Let us cut through all this gibberish. The simple fact is that Air India, having run up losses of Rs 7,200 crore and adding about Rs 15 crore worth of red ink every twenty-four hours, is now asking for even more money to burn from the Government of India.

What Air India has not done is to specify how and in which areas it can cut losses. Is it cutting salaries? Is it laying off staff? Has it identified the routes where it is making losses, and if so what does it propose to do about them? Who are the managers, if any, whose heads are about to roll?

I have said that Air India is asking for money from the Government of India. It would be more accurate to say that it is asking to take money from the pockets of the man on the street as the Government of India has no surplus into which it can dip.

Frankly, it is utterly senseless to spend the taxpayers' money on Air India. Is civil aviation truly an area where a resource-strapped government should be directing money?

How many Indians actually use airlines to travel? According to the Director General of Civil Aviation, all the domestic airlines -- not just Air India but the private carriers -- flew 40.77 million passengers in 2008. That is a smaller figure than in 2007 when they flew 42.85 million.

Those may sound impressive but they are a drop in the bucket compared to the immensity of India at large. Even if you take the figure from 2007, that 42.85 million is actually 4.285 crore when you use the familiar Indian system of counting. And India is a nation of over one hundred crore people.

Even if you assume that none of those 4.285 crore passengers flew more than once and that none of them was a foreigner, that still leaves over 95 per cent of India which does not use the air as a means of transport.
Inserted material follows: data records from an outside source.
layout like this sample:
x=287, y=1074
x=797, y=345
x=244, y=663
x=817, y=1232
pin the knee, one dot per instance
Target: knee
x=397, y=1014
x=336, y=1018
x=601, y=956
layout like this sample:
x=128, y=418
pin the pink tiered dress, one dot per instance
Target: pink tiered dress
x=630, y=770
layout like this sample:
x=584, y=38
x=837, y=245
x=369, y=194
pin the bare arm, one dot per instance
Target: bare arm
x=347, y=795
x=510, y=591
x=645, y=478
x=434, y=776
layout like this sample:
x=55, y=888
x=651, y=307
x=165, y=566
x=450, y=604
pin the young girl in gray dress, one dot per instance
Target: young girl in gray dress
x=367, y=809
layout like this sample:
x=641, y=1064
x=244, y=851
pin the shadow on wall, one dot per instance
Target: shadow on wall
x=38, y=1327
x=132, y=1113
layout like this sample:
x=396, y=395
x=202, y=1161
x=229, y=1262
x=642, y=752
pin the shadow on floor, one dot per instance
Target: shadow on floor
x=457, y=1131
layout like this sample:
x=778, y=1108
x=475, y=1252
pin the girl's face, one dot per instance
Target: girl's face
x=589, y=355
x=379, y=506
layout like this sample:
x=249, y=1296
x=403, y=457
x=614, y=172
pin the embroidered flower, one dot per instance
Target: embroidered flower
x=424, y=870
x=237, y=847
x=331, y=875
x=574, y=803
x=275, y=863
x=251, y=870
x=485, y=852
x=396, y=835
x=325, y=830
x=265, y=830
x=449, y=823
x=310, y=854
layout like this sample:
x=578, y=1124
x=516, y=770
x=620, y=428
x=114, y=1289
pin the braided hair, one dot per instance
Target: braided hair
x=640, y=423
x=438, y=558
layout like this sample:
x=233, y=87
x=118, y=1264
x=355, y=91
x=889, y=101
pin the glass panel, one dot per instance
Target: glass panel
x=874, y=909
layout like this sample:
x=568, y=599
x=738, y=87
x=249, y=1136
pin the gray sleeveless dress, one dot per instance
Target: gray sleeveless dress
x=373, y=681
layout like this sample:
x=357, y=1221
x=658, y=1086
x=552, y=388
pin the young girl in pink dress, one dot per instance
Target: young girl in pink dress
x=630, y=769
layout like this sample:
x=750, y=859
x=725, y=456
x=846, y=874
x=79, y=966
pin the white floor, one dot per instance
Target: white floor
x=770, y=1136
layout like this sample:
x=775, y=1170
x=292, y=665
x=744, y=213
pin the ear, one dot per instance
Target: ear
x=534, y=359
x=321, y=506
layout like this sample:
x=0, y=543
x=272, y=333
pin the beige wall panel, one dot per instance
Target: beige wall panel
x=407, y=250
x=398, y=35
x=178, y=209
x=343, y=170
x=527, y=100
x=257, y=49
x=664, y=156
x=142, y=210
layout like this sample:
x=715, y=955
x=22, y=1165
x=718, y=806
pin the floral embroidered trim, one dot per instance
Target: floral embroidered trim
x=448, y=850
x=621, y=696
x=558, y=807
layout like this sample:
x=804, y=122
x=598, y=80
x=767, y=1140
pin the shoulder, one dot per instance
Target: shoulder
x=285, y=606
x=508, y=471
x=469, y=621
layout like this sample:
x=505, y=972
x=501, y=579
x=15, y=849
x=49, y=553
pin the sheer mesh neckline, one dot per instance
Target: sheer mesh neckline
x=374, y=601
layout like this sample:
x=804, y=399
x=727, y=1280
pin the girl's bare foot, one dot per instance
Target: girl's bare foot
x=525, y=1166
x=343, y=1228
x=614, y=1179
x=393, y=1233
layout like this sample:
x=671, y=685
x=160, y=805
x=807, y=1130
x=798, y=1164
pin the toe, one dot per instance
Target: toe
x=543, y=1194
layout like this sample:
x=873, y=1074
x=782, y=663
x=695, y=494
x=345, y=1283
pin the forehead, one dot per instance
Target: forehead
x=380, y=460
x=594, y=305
What is the common man's chosen means of transport? In India's commercial capital of Mumbai the BEST buses carry 4.5 million passengers every day -- and that is just one city. Indian Railways, which serves all of India, carries 18 million passengers every day.

These are statistics that simply dwarf those of the airlines.

Does the Government of India think that it has money burning in its pockets? If so, why not spend it on improving rail and road transport, the common man's means of travel, rather than on civil aviation, which is a mode open only to the upper class and the upper-middle class.

I would like to point out too that the 42.85 million (or the 4.285 crore) passengers who chose to fly did not all use Air India. In fact, it is a certainty that most of them were using one of the other airlines.

In 2008 the private airlines accounted for 85.1 per cent of all domestic traffic according to the Director General of Civil Aviation. The figures for 2009 are still coming in but the best that NACIL (Air India) could manage in the first six months was 17.4 per cent in April, after which its share started to drop once again.

Let me recap the situation as I see it. Air India wants the taxpayer to give it at least Rs 20,000 crore -- as 'equity' or as a 'soft loan' -- even though it carries less than one fifth of the total number of air passengers, and despite the fact that 95 per cent of Indians simply do not fly at all. At a time when the Government of India is getting ready to run up huge deficits is this the best use of taxpayer money?

And if transport is indeed a priority, spend it on roads and railways, not on civil aviation when the majority of India has simply not seen the interior of a plane. Don't tax the common man to pay for the upper classes' comfort.